What will it take to be our best selves? To whom are we accountable? Foundations catalyze the greatest progress when our accountability is to community. But, by and large, we are not set up for that. Whether we are new to the pursuit of racial equity, or decades into it, driving resources to those most affected by structural impediments must be our focus.

This past year tested us in so many ways; our resolve, our values, our stamina, our spirit. Perhaps most of all, it tested our accountability. Amidst global climate catastrophe, domestic social unrest, economic turmoil, and a century pandemic, racial justice emerged as central, its influence and impact cutting across each of these issues. How do we provide unfettered support to people forging our collective equity aspirations into a stronger, more inclusive future?

Each of us needs to address this question earnestly. No one can make you fulfill a commitment to racial equity as foundational to your… well, foundation. But the beauty of our sector is this: while it is a responsibility for each institution, no institution has to do this alone. Our power is in our diversity; it also rests on our support for one another. We can lift our expectations of ourselves, make the exceptional commonplace, and push the edges of innovation, with an eye to equitable outcomes for those facing significant discrimination.

For our part, we recognize NCG’s role. We are the association for the greatest regional concentration of wealth and philanthropic innovation on the planet. This responsibility energizes us, and in the coming year, you will see us hold ourselves increasingly accountable to impact – services we provide and conversations we organize will focus on people serving communities hit hardest during this pandemic.
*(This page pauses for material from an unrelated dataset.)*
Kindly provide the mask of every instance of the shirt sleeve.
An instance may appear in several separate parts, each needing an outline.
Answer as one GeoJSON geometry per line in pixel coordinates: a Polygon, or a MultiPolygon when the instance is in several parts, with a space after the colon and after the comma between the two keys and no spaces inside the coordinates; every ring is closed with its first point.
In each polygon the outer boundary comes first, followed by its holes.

This means tough choices. To continue delivering with excellence, we must choose wisely. Those choices will reflect two things: a commitment to racial equity that only intensifies with my arrival as CEO, and your aspirations for us as drawn from a number of recent sources, including more than 100 conversations with many of you over the past 100 days.
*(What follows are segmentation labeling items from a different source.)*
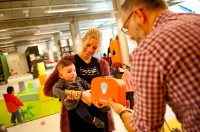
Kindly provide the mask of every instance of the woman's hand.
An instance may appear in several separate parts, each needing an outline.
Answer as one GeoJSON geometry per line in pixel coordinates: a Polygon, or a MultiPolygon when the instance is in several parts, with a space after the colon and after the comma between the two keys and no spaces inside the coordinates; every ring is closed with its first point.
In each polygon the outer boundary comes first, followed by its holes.
{"type": "Polygon", "coordinates": [[[104,105],[104,104],[100,104],[99,101],[97,101],[97,100],[92,101],[92,103],[93,103],[97,108],[102,108],[102,107],[106,106],[106,105],[104,105]]]}
{"type": "Polygon", "coordinates": [[[92,101],[91,101],[91,90],[82,91],[81,100],[85,104],[87,104],[88,106],[90,106],[92,104],[92,101]]]}
{"type": "Polygon", "coordinates": [[[109,104],[112,107],[112,109],[115,111],[115,113],[117,114],[119,114],[120,112],[126,109],[126,107],[124,107],[123,105],[114,102],[112,98],[109,98],[109,104]]]}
Your message was clear: you like the way we roll and appreciate the professionalism of our staff. The team’s extraordinary response to the events of 2020 did not go unnoticed. You count on us to be bold. For us, that means taking steps now to ensure that when we look back in three years’ time, we have done more than great work: we have done the work the moment demanded.

I am excited for 2021. You will see the best of what you’ve known NCG to be about, be it leveraging support for Black and Indigenous-led organizations, addressing concerns of nonprofit displacement and sustainability, or a continuing exploration of trust-based philanthropy. You will see new directions in our work, including an intensive look at progressive investment strategies, services that help foundations operationalize an equity agenda, and programming attentive to the needs of all aspects of your successful operations, including finance, communications, and donor services.

Most importantly, we won’t shy away from the challenging leading-edge conversations confronting the sector, with a consistent emphasis on advancing equity in communities across the region. Do all foundations need to remain in perpetuity? What does meaningfully doubling down to address current crises look like? How much are we willing to cede so people receive not just money, but also build power? This is terrain for meaningful philanthropy to sharpen its focus and deepen its impact. We bring considerable resources to bear, from an energized board to a talented staff whose vision and hard work I am proud to champion.

We will deploy every ounce of effort to help Northern California philanthropy exhibit its best self in the months to come and we count on you come along for the journey. In this defining moment, it is the way in which we choose progress.